Thursday, April 11, 2024

Run Datascience workloads on OCI with GraalVM, Autonomous Database and GraalPy


GraalVM is a high-performance polyglot virtual machine that supports multiple languages, such as Java, JavaScript, Python, Ruby, R, and more. GraalVM can run either standalone or embedded in other environments, such as the Oracle Cloud Infrastructure (OCI).
The GraalVM Stack 
Data science is a fast-developing field that uses computational techniques to extract valuable insights from extensive and intricate datasets. Data scientists employ numerous tools and languages, including Python, R, SQL, and Java, to carry out data analysis, visualization, and machine learning tasks.

Working with large volumes of data and using different tools and languages can be a challenging and inefficient task for data scientists.

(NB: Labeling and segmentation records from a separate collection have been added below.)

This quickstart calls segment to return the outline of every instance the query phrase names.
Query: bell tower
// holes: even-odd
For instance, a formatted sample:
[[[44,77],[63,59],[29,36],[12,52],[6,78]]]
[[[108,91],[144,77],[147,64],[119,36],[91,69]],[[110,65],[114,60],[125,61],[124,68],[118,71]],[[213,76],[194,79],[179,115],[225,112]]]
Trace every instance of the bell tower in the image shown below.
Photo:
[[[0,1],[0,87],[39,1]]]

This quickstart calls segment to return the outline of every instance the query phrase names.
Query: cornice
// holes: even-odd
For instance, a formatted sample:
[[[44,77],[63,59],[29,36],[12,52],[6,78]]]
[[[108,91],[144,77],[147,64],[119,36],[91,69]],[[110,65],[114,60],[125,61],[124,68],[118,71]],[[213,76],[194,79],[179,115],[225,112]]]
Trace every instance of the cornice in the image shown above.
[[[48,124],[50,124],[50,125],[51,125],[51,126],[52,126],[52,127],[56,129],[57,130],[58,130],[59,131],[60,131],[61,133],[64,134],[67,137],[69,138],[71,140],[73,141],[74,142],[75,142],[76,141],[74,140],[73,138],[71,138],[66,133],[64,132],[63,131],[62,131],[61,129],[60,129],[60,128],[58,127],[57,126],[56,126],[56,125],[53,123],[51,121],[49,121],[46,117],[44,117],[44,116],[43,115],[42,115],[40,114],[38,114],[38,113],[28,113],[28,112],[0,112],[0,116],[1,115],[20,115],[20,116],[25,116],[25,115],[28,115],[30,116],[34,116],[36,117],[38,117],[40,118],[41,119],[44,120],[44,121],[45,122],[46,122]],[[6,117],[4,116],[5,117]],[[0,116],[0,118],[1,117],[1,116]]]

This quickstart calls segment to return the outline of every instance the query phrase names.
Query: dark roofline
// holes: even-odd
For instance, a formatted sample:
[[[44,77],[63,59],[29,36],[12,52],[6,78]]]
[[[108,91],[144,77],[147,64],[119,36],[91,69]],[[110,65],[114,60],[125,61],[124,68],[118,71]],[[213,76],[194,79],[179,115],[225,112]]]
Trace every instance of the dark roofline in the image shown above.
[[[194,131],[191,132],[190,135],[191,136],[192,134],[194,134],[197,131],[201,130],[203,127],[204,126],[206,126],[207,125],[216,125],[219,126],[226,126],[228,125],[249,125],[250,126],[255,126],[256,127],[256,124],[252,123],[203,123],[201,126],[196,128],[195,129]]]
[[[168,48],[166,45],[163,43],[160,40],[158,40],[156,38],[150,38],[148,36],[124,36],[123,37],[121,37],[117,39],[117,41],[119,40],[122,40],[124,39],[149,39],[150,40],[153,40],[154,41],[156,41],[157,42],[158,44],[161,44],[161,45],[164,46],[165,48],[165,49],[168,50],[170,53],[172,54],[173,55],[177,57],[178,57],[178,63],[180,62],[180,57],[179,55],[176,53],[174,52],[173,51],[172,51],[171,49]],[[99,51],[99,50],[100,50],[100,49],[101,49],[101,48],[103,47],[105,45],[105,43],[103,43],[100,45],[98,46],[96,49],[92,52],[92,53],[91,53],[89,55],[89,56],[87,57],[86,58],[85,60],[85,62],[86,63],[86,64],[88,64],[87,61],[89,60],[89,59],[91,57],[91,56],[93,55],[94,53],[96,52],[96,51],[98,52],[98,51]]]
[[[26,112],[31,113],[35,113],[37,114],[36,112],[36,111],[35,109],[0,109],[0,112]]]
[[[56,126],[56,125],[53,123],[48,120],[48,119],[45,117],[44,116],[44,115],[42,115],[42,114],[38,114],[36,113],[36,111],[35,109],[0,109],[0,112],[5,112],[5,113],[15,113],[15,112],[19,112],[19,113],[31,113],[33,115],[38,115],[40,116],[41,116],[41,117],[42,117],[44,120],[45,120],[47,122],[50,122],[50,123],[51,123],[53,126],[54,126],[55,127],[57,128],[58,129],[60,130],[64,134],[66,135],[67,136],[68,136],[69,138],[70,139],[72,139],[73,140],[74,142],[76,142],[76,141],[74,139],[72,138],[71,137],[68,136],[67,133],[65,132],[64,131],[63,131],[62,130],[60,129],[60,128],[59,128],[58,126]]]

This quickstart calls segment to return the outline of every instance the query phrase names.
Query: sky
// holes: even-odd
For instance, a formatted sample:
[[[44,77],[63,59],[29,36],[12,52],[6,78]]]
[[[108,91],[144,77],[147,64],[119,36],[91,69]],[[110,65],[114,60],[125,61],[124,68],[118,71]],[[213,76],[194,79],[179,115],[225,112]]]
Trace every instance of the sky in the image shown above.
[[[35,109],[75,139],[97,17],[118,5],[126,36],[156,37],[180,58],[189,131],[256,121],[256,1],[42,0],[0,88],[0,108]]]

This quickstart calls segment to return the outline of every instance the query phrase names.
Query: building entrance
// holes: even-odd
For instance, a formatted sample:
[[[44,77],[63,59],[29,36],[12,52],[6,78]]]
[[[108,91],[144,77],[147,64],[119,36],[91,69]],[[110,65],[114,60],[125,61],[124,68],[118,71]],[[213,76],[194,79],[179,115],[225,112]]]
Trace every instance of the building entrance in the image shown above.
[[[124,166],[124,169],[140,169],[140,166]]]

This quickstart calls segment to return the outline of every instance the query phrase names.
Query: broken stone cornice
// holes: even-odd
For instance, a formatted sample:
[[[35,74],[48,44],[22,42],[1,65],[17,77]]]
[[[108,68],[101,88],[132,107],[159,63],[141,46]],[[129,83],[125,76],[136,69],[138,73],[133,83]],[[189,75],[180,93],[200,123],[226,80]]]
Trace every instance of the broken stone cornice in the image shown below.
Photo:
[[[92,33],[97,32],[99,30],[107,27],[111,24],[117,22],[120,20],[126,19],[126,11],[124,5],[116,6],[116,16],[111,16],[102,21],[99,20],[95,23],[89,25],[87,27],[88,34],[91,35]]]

Furthermore, traditional platforms that are not optimized for data-intensive applications may result in performance issues while running workloads.

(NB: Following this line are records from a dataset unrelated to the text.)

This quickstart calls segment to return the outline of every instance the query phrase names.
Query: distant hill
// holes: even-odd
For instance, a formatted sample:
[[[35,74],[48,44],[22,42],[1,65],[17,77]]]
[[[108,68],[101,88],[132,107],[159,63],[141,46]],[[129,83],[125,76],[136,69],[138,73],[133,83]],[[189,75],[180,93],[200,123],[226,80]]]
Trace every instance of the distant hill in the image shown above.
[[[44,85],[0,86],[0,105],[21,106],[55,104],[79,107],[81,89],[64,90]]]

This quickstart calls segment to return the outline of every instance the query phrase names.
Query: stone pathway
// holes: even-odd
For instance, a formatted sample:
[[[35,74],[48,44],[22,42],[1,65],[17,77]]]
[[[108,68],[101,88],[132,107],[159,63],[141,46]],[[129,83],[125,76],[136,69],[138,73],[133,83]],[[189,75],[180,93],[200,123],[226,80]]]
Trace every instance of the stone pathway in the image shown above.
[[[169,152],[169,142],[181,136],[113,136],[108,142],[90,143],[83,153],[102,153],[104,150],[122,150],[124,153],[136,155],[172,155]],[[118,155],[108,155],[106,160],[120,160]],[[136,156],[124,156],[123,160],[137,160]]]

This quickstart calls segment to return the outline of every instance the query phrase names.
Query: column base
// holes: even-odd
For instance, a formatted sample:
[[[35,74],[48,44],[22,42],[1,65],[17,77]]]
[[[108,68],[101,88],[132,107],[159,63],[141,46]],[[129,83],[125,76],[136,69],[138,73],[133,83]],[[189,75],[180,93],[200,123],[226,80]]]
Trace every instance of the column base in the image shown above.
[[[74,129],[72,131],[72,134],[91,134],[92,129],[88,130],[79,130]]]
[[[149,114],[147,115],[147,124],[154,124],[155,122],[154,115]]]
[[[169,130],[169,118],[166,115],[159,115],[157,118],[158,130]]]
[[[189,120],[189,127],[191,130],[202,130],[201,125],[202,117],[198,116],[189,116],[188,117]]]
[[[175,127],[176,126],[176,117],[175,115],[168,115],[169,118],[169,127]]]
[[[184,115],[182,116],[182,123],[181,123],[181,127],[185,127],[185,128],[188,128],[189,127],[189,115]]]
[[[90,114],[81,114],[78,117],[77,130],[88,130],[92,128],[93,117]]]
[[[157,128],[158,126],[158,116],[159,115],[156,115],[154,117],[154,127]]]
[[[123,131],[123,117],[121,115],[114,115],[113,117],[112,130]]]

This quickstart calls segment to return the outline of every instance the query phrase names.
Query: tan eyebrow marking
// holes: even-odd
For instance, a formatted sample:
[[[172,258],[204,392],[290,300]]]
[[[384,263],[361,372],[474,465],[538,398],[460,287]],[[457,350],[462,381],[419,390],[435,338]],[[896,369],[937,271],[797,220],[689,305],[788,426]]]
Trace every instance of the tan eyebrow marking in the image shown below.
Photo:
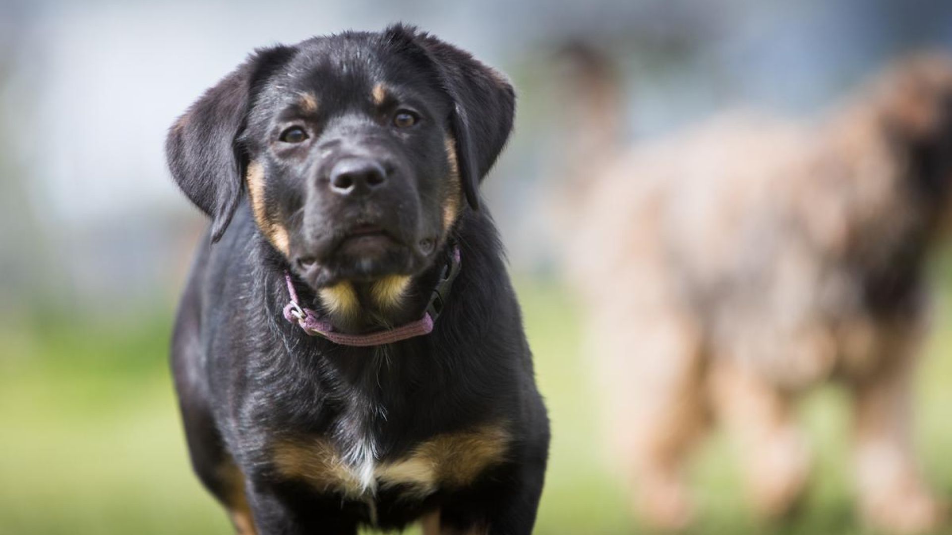
[[[301,93],[301,98],[298,100],[298,104],[301,105],[301,109],[307,113],[313,113],[317,111],[317,97],[312,93]]]
[[[370,98],[373,99],[373,104],[375,106],[380,106],[384,104],[384,99],[387,98],[387,87],[383,84],[377,84],[373,87],[370,91]]]

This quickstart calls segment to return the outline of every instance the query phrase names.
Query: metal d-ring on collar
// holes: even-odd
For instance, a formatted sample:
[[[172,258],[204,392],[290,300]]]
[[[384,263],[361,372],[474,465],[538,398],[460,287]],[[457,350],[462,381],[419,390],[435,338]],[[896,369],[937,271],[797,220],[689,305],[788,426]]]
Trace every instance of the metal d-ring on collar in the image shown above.
[[[297,291],[294,289],[291,274],[289,271],[285,270],[285,281],[288,283],[288,293],[290,296],[290,302],[285,306],[285,319],[290,323],[298,324],[310,336],[321,336],[335,344],[358,347],[383,346],[384,344],[392,344],[401,340],[407,340],[407,338],[413,338],[414,336],[429,334],[433,331],[433,324],[436,323],[436,319],[443,313],[446,299],[448,299],[449,292],[453,287],[453,281],[460,274],[461,266],[460,248],[454,244],[449,262],[440,271],[439,282],[437,282],[436,287],[433,288],[433,292],[429,296],[429,301],[426,303],[426,308],[424,310],[423,317],[400,327],[367,334],[337,332],[334,330],[333,325],[326,317],[319,315],[310,308],[301,307],[298,303]]]

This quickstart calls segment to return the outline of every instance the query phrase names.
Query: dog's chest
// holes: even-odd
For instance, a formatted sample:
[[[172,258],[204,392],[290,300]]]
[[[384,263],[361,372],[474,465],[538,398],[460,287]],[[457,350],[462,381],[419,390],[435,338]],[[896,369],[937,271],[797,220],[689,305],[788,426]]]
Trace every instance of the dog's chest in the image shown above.
[[[407,497],[424,498],[474,483],[506,461],[509,444],[508,433],[496,424],[436,435],[403,455],[384,458],[377,457],[369,437],[345,448],[326,438],[299,437],[274,443],[271,461],[281,476],[321,492],[366,500],[397,488]]]

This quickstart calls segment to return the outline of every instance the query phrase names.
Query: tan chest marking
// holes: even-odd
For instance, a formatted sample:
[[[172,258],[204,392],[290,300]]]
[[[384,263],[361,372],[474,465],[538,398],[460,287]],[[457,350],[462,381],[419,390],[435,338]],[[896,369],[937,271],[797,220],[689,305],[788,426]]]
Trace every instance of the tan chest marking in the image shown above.
[[[373,283],[370,295],[382,308],[396,308],[409,284],[410,278],[407,275],[387,275]]]
[[[496,424],[446,433],[421,443],[406,457],[376,465],[373,475],[382,488],[407,485],[408,492],[422,496],[441,487],[465,486],[486,468],[503,463],[509,442],[509,434]],[[273,446],[271,454],[275,469],[284,477],[351,497],[365,493],[355,469],[326,440],[282,441]]]
[[[265,199],[265,168],[258,162],[250,162],[248,165],[245,180],[248,185],[248,195],[251,201],[251,211],[254,213],[255,223],[258,224],[258,228],[271,242],[274,248],[288,256],[290,243],[288,229],[274,221],[268,210],[268,201]]]
[[[321,303],[332,314],[350,317],[360,310],[357,292],[354,290],[353,285],[347,281],[337,283],[332,287],[322,287],[318,295],[321,297]]]

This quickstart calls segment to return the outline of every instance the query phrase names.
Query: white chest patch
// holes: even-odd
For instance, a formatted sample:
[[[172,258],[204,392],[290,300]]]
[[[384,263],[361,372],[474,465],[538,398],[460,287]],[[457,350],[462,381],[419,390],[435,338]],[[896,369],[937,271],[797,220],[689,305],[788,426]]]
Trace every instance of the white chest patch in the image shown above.
[[[279,474],[307,481],[322,491],[366,501],[381,488],[400,485],[408,495],[423,498],[440,488],[472,483],[486,468],[506,461],[509,444],[504,426],[487,424],[437,435],[397,459],[381,461],[367,438],[339,451],[327,440],[307,437],[273,444],[271,458]]]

Oracle Cloud Infrastructure (OCI) provides a po rful solution for data science workloads through GraalVM. GraalVM is a high-performance virtual machine that supports multiple programming languages such as Python, R, Java, JavaScript, Ruby, and other languages. With GraalVM, data scientists can effortlessly integrate different languages and libraries within the same application, without compromising performance or interoperability.

GraalVM has a significant feature, GraalPy, which is a speedy and compatible implementation of Python running on GraalVM. With GraalPy, data scientists can execute their present Python code on GraalVM with minimal modifications, taking full advantage of GraalVM's speed and scalability. Moreover, GraalPy offers effortless access to other GraalVM languages and libraries, including R, Java, and NumPy.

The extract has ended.